Iran urges West to take action on anti-Islam film
Tehran: Iran's top leader urged the West today to show it respects Muslims by blocking a film that mocks the Prophet Muhammad and has touched off rage across the Islamic world.
State TV quoted Ayatollah Ali Khamenei as saying Western leaders must prove they are not "accomplices" in a "big crime."
Such an appeal falls into the major cultural divide over the film. US officials say they cannot limit free speech and Google Inc refuses to do a blanket ban on the YouTube video clip. This leaves individual countries putting up their own blocks.
Separately, Iran's Foreign Minister Ali Akbar Salehi said Iran will send a protest letter on the film to the UN Secretary-General Ban Ki-moon.
Iranians have staged several demonstrations against the film, but none have been violent. Crowds gathered last week in front of the Swiss Embassy, which looks after American diplomatic interests in Iran.

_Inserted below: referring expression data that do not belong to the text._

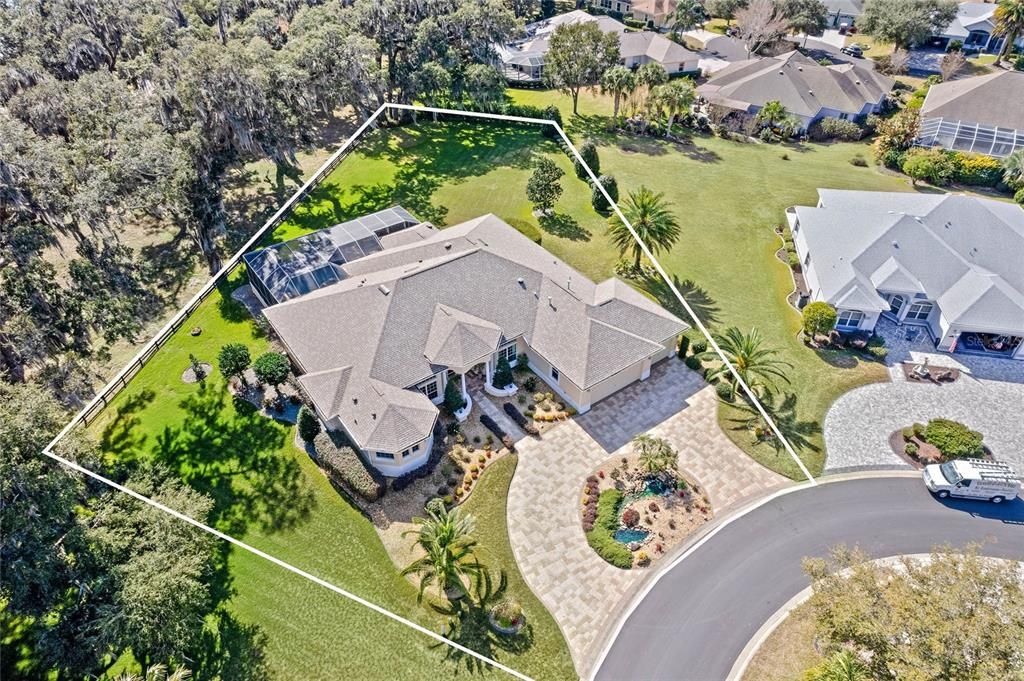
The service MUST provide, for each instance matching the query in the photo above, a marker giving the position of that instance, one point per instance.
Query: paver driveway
(582, 591)
(988, 397)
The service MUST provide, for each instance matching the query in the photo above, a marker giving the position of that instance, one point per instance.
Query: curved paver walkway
(988, 397)
(581, 590)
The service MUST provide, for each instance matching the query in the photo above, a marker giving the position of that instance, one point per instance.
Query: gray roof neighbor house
(984, 114)
(806, 88)
(963, 254)
(444, 300)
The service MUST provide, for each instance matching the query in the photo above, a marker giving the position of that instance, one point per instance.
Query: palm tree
(449, 556)
(756, 364)
(655, 454)
(673, 98)
(844, 666)
(1009, 23)
(619, 82)
(772, 111)
(653, 222)
(1013, 169)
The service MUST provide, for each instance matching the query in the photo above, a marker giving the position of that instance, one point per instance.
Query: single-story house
(415, 307)
(522, 60)
(974, 27)
(808, 90)
(843, 12)
(948, 263)
(983, 115)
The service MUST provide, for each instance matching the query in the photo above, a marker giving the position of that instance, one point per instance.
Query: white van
(973, 478)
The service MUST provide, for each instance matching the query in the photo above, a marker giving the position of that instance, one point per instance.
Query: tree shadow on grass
(566, 226)
(782, 409)
(236, 458)
(468, 626)
(695, 296)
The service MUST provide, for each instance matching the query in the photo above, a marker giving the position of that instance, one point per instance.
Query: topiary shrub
(952, 438)
(308, 424)
(597, 199)
(588, 151)
(601, 537)
(503, 374)
(345, 467)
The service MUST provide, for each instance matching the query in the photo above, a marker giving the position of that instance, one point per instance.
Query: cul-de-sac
(620, 340)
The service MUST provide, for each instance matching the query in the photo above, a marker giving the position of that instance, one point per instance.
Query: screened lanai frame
(305, 263)
(974, 137)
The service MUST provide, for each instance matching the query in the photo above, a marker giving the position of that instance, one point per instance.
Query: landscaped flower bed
(634, 512)
(939, 440)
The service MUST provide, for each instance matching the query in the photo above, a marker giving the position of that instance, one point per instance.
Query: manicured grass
(270, 495)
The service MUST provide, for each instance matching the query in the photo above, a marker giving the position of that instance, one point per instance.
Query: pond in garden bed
(628, 536)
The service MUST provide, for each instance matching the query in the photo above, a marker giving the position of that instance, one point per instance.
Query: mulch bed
(936, 375)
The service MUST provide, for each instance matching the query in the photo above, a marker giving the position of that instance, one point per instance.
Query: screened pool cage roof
(963, 136)
(295, 267)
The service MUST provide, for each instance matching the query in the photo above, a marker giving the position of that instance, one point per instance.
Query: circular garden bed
(633, 513)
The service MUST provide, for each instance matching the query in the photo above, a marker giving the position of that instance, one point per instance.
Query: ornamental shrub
(345, 467)
(503, 374)
(597, 199)
(953, 439)
(308, 424)
(588, 151)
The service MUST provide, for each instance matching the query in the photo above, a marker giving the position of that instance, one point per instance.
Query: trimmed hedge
(519, 419)
(346, 467)
(953, 439)
(601, 538)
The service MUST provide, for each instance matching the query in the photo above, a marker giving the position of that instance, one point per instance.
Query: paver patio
(581, 590)
(988, 397)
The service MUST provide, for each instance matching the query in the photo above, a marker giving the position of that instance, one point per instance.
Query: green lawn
(270, 495)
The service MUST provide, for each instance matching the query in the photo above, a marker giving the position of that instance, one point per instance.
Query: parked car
(973, 478)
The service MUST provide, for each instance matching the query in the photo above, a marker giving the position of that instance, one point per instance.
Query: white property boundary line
(151, 346)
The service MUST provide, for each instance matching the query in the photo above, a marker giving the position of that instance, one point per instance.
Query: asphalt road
(698, 618)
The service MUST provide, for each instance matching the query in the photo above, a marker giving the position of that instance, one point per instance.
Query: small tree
(589, 153)
(308, 424)
(233, 359)
(272, 369)
(503, 374)
(597, 199)
(454, 399)
(543, 187)
(819, 318)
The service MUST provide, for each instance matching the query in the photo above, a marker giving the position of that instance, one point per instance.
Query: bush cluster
(601, 538)
(346, 467)
(953, 439)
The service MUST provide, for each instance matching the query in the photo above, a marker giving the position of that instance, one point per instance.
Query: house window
(849, 318)
(429, 389)
(919, 311)
(509, 352)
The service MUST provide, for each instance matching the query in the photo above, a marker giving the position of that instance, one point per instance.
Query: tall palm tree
(673, 98)
(650, 216)
(844, 666)
(619, 82)
(1013, 169)
(449, 551)
(1010, 24)
(655, 454)
(756, 364)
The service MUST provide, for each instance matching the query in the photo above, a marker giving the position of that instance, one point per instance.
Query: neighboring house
(843, 12)
(522, 60)
(948, 263)
(984, 115)
(974, 27)
(417, 307)
(808, 90)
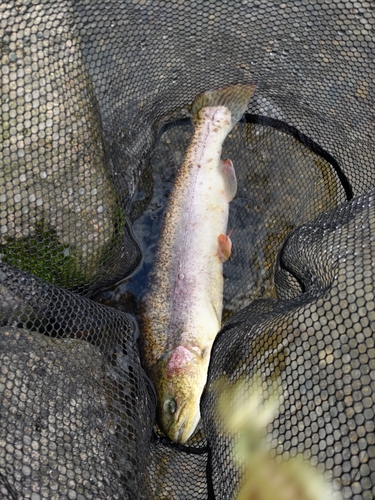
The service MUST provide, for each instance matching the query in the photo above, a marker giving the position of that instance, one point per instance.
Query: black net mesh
(94, 124)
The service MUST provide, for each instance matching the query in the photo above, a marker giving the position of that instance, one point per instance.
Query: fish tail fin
(235, 97)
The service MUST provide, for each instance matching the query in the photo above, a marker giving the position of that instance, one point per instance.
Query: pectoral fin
(229, 178)
(225, 247)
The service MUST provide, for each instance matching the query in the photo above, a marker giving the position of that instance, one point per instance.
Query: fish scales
(182, 311)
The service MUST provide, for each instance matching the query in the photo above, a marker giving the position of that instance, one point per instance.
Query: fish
(181, 311)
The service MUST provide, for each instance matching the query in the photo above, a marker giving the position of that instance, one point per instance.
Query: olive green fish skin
(182, 309)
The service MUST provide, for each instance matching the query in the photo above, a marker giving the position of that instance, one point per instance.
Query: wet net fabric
(94, 124)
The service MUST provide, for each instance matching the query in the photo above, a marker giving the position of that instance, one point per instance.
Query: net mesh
(94, 124)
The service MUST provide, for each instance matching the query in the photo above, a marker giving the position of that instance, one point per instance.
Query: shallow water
(281, 184)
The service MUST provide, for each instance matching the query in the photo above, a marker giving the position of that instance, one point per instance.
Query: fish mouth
(181, 431)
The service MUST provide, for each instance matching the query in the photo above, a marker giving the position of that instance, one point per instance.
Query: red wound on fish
(225, 247)
(178, 359)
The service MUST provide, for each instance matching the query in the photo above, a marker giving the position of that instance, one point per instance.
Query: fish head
(180, 379)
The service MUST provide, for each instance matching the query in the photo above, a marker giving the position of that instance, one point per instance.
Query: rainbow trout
(181, 314)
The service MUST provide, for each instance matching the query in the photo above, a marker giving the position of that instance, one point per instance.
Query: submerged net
(94, 123)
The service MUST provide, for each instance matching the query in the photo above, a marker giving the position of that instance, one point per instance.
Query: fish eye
(170, 406)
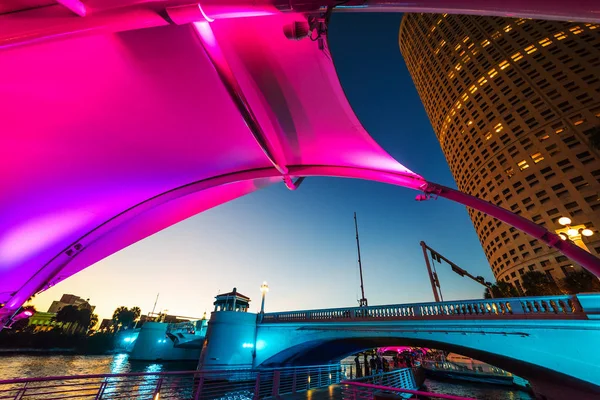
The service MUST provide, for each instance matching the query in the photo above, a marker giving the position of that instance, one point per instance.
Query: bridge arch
(217, 120)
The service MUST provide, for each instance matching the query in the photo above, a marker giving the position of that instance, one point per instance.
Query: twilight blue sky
(303, 242)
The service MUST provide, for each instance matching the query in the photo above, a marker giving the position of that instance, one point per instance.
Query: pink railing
(367, 391)
(181, 385)
(543, 307)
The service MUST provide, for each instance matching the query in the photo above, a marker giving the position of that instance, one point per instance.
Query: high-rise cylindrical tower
(515, 104)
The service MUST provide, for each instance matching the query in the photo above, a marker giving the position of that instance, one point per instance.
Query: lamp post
(573, 233)
(264, 288)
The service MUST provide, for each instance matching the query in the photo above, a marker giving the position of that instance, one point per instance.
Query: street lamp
(264, 288)
(573, 232)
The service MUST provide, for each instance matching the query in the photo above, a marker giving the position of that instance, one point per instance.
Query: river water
(20, 366)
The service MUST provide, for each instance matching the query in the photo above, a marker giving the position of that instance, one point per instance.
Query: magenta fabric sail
(98, 128)
(109, 135)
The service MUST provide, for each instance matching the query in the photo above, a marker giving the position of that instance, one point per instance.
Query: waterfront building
(70, 300)
(515, 105)
(43, 321)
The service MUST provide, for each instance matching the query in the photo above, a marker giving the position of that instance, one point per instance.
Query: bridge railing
(197, 385)
(542, 307)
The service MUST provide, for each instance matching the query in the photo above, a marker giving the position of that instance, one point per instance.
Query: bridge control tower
(231, 336)
(232, 301)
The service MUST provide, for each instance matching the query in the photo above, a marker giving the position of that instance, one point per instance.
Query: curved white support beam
(53, 267)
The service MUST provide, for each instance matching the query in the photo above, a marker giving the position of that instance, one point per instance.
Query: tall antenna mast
(363, 300)
(155, 301)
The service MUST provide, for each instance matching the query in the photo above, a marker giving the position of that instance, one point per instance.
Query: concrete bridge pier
(550, 341)
(230, 341)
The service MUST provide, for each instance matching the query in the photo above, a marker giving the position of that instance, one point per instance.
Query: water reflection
(119, 364)
(24, 366)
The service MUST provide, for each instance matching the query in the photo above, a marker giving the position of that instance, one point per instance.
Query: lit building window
(576, 30)
(523, 165)
(537, 157)
(560, 36)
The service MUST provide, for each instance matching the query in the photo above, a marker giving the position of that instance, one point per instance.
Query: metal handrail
(540, 307)
(198, 385)
(370, 390)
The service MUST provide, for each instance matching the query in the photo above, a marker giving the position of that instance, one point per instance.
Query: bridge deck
(333, 392)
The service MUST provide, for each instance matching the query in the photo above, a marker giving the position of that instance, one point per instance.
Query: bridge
(543, 339)
(102, 83)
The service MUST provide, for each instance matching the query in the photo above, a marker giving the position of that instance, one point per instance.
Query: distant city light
(564, 220)
(572, 232)
(260, 344)
(587, 232)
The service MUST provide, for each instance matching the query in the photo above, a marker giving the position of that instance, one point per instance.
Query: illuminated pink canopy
(109, 135)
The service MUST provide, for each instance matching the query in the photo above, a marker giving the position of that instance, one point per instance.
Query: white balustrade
(561, 306)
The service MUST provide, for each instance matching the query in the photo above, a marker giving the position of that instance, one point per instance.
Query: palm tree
(136, 312)
(93, 321)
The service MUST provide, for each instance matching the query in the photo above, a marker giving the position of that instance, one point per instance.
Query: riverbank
(55, 342)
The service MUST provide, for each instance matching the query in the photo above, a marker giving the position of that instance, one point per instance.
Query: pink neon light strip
(417, 392)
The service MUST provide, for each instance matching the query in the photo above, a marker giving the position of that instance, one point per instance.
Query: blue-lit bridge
(551, 341)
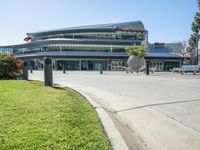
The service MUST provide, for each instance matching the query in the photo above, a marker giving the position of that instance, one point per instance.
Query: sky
(165, 20)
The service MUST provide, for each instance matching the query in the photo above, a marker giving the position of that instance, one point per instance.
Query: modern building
(89, 47)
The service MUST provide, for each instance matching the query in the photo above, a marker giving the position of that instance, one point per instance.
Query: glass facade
(85, 48)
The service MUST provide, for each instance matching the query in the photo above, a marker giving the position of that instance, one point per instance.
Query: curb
(110, 128)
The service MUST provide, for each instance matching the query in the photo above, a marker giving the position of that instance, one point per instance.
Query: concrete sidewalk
(159, 111)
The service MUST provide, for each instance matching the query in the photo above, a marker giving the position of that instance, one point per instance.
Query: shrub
(10, 67)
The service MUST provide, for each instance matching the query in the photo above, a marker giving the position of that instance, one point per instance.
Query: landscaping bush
(10, 67)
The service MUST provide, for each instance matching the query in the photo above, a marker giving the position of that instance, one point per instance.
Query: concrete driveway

A semi-official religious foundation also increased a reward it had offered for the killing of British author Salman Rushdie to USD 3.3 million from USD 2.8 million over his book
"The Satanic Verses," which was considered blasphemous by Iranian leaders.
A 1989 fatwa, or religious edict, was issued against Rushdie by Iran's late leader Ayatollah Ruhollah Khomeini, but Iranian authorities have since distanced themselves from the order.